At Fast.ai we have introduced a new module called fastai.text which replaces the torchtext library that was used in our 2018 dl1 course. The fastai.text module also supersedes the fastai.nlp library but retains many of the key functions.
from fastai.text import *
import html
The Fastai.text module introduces several custom tokens.
We need to download the IMDB large movie reviews from this site: http://ai.stanford.edu/~amaas/data/sentiment/ Direct link : Link and untar it into the PATH location. We use pathlib which makes directory traveral a breeze.
DATA_PATH=Path('data/')
DATA_PATH.mkdir(exist_ok=True)
#! curl -O http://ai.stanford.edu/~amaas/data/sentiment/aclImdb_v1.tar.gz
#! tar -xzfv aclImdb_v1.tar.gz -C {DATA_PATH}
BOS = 'xbos' # beginning-of-sentence tag
FLD = 'xfld' # data field tag
PATH=Path('data/aclImdb/')
CLAS_PATH=Path('data/imdb_clas/')
CLAS_PATH.mkdir(exist_ok=True)
LM_PATH=Path('data/imdb_lm/')
LM_PATH.mkdir(exist_ok=True)
The imdb dataset has 3 classes. positive, negative and unsupervised(sentiment is unknown). There are 75k training reviews(12.5k pos, 12.5k neg, 50k unsup) There are 25k validation reviews(12.5k pos, 12.5k neg & no unsup)
Refer to the README file in the imdb corpus for further information about the dataset.

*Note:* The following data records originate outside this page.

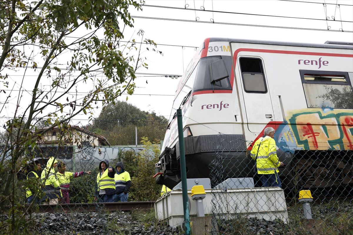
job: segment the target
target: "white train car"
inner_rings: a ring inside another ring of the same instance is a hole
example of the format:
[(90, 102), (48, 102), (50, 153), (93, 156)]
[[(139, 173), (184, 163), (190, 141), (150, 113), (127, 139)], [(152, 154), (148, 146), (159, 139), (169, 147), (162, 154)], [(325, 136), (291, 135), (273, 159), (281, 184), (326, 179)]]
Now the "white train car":
[[(335, 156), (325, 164), (341, 166), (328, 170), (338, 171), (332, 177), (344, 174), (340, 183), (352, 184), (352, 44), (206, 39), (176, 89), (156, 164), (156, 172), (162, 173), (157, 183), (172, 188), (181, 180), (173, 115), (180, 108), (188, 178), (209, 178), (209, 164), (220, 151), (225, 178), (252, 177), (251, 143), (272, 126), (277, 154), (286, 165), (281, 174), (293, 176), (295, 163), (300, 168), (316, 166), (312, 176), (327, 175), (319, 155), (329, 153)], [(224, 146), (217, 144), (220, 135)], [(313, 152), (316, 156), (308, 161)], [(306, 180), (302, 186), (325, 187), (337, 182), (325, 180)]]

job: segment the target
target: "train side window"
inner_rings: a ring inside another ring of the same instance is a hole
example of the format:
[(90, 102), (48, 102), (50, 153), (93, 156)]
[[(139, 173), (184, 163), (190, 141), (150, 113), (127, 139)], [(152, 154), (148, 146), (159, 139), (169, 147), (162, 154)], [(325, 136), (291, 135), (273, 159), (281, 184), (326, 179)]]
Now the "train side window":
[(245, 92), (267, 93), (267, 88), (261, 60), (254, 58), (241, 58), (239, 61)]
[(353, 109), (353, 90), (347, 73), (299, 72), (308, 108)]

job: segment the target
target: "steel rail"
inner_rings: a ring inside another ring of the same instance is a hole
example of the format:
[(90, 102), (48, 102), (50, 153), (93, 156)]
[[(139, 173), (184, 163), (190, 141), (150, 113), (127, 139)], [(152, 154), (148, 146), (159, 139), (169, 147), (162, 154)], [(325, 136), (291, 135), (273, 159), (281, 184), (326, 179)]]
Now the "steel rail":
[[(30, 209), (32, 212), (54, 213), (89, 212), (102, 211), (129, 211), (133, 210), (146, 210), (153, 208), (155, 201), (128, 202), (94, 203), (70, 203), (55, 205), (34, 205)], [(25, 206), (29, 206), (27, 204)], [(6, 206), (9, 209), (10, 206)]]

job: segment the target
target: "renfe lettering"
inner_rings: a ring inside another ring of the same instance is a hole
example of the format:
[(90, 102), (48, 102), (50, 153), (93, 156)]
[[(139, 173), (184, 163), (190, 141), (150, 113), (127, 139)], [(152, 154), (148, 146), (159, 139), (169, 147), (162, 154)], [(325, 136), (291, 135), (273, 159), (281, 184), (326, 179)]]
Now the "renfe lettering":
[(324, 66), (327, 66), (329, 65), (329, 62), (325, 60), (324, 61), (321, 61), (321, 59), (322, 58), (322, 57), (320, 57), (319, 58), (319, 61), (318, 61), (316, 60), (298, 60), (298, 64), (300, 64), (303, 62), (303, 63), (306, 65), (308, 65), (309, 64), (311, 64), (311, 65), (314, 65), (314, 64), (315, 64), (315, 65), (318, 65), (319, 67), (317, 68), (319, 69), (321, 67), (322, 65), (323, 65)]
[(223, 104), (223, 101), (221, 101), (219, 104), (204, 104), (201, 105), (201, 109), (219, 109), (219, 111), (220, 111), (222, 110), (222, 108), (224, 108), (224, 109), (228, 109), (229, 107), (229, 104)]

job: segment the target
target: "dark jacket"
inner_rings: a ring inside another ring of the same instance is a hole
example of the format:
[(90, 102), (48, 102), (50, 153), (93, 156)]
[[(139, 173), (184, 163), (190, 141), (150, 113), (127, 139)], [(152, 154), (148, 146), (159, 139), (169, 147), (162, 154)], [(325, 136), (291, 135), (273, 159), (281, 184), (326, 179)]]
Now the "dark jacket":
[[(114, 168), (112, 167), (109, 166), (109, 161), (107, 159), (103, 159), (101, 161), (101, 162), (99, 163), (99, 173), (100, 174), (102, 172), (102, 167), (101, 165), (102, 164), (102, 163), (104, 162), (105, 163), (106, 165), (107, 165), (107, 169), (106, 169), (106, 171), (108, 169), (108, 168), (110, 168), (113, 170), (111, 172), (108, 172), (108, 176), (110, 178), (112, 178), (113, 179), (114, 179), (114, 175), (115, 174), (115, 171), (114, 171)], [(112, 194), (114, 194), (115, 193), (115, 190), (113, 188), (106, 188), (106, 194), (107, 195), (112, 195)]]
[[(116, 169), (116, 167), (118, 166), (120, 166), (121, 168), (121, 170), (120, 172), (118, 172), (118, 170)], [(116, 165), (115, 166), (115, 170), (116, 172), (116, 174), (118, 175), (120, 174), (125, 172), (125, 165), (124, 165), (124, 163), (122, 162), (119, 162), (116, 163)], [(130, 175), (129, 175), (129, 176), (130, 177)], [(126, 186), (125, 186), (125, 188), (124, 189), (124, 191), (121, 191), (121, 190), (119, 190), (117, 188), (116, 188), (115, 193), (117, 194), (120, 194), (120, 193), (124, 192), (125, 193), (127, 193), (130, 190), (130, 188), (131, 187), (131, 180), (126, 181)]]

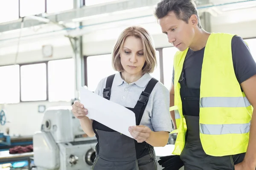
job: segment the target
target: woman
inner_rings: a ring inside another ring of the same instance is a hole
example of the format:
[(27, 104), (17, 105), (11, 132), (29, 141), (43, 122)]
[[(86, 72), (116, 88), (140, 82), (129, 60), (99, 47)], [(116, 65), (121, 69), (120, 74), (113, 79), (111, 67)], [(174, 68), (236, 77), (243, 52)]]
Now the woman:
[(129, 128), (133, 139), (90, 120), (86, 116), (90, 110), (75, 102), (72, 111), (83, 130), (98, 140), (92, 169), (157, 170), (153, 147), (166, 144), (172, 125), (169, 91), (149, 74), (157, 63), (148, 32), (137, 26), (124, 30), (113, 48), (112, 64), (119, 73), (102, 79), (95, 93), (133, 111), (137, 126)]

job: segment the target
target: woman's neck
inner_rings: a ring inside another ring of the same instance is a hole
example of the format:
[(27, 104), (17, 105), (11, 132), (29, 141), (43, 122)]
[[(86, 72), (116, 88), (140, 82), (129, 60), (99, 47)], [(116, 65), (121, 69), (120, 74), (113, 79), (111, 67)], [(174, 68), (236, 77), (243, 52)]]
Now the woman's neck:
[(122, 78), (128, 84), (136, 82), (143, 76), (142, 73), (140, 72), (137, 74), (130, 74), (126, 71), (121, 73)]

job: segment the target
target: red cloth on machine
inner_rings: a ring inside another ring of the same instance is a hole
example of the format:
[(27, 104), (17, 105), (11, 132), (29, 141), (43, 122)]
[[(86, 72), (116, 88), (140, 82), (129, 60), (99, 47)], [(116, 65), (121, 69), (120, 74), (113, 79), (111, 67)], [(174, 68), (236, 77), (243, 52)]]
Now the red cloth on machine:
[(22, 153), (33, 152), (33, 145), (26, 146), (16, 146), (9, 149), (9, 153)]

CLASSES = ['neg', 'pos', 'unsup']
def get_texts(path):
texts,labels = [],[]
for idx,label in enumerate(CLASSES):
for fname in (path/label).glob('*.*'):
texts.append(fname.open('r', encoding='utf-8').read())
labels.append(idx)
return np.array(texts),np.array(labels)
trn_texts,trn_labels = get_texts(PATH/'train')
val_texts,val_labels = get_texts(PATH/'test')
len(trn_texts),len(val_texts)
(75000, 25000)
col_names = ['labels','text']
We use a random permutation np array to shuffle the text reviews.
np.random.seed(42)
trn_idx = np.random.permutation(len(trn_texts))
val_idx = np.random.permutation(len(val_texts))
trn_texts = trn_texts[trn_idx]
val_texts = val_texts[val_idx]
trn_labels = trn_labels[trn_idx]
val_labels = val_labels[val_idx]
df_trn = pd.DataFrame({'text':trn_texts, 'labels':trn_labels}, columns=col_names)
df_val = pd.DataFrame({'text':val_texts, 'labels':val_labels}, columns=col_names)
The pandas dataframe is used to store text data in a newly evolving standard format of label followed by text columns. This was influenced by a paper by Yann LeCun (LINK REQUIRED). Fastai adopts this new format for NLP datasets. In the case of IMDB, there is only one text column.
df_trn[df_trn['labels']!=2].to_csv(CLAS_PATH/'train.csv', header=False, index=False)
df_val.to_csv(CLAS_PATH/'test.csv', header=False, index=False)
(CLAS_PATH/'classes.txt').open('w', encoding='utf-8').writelines(f'{o}\n' for o in CLASSES)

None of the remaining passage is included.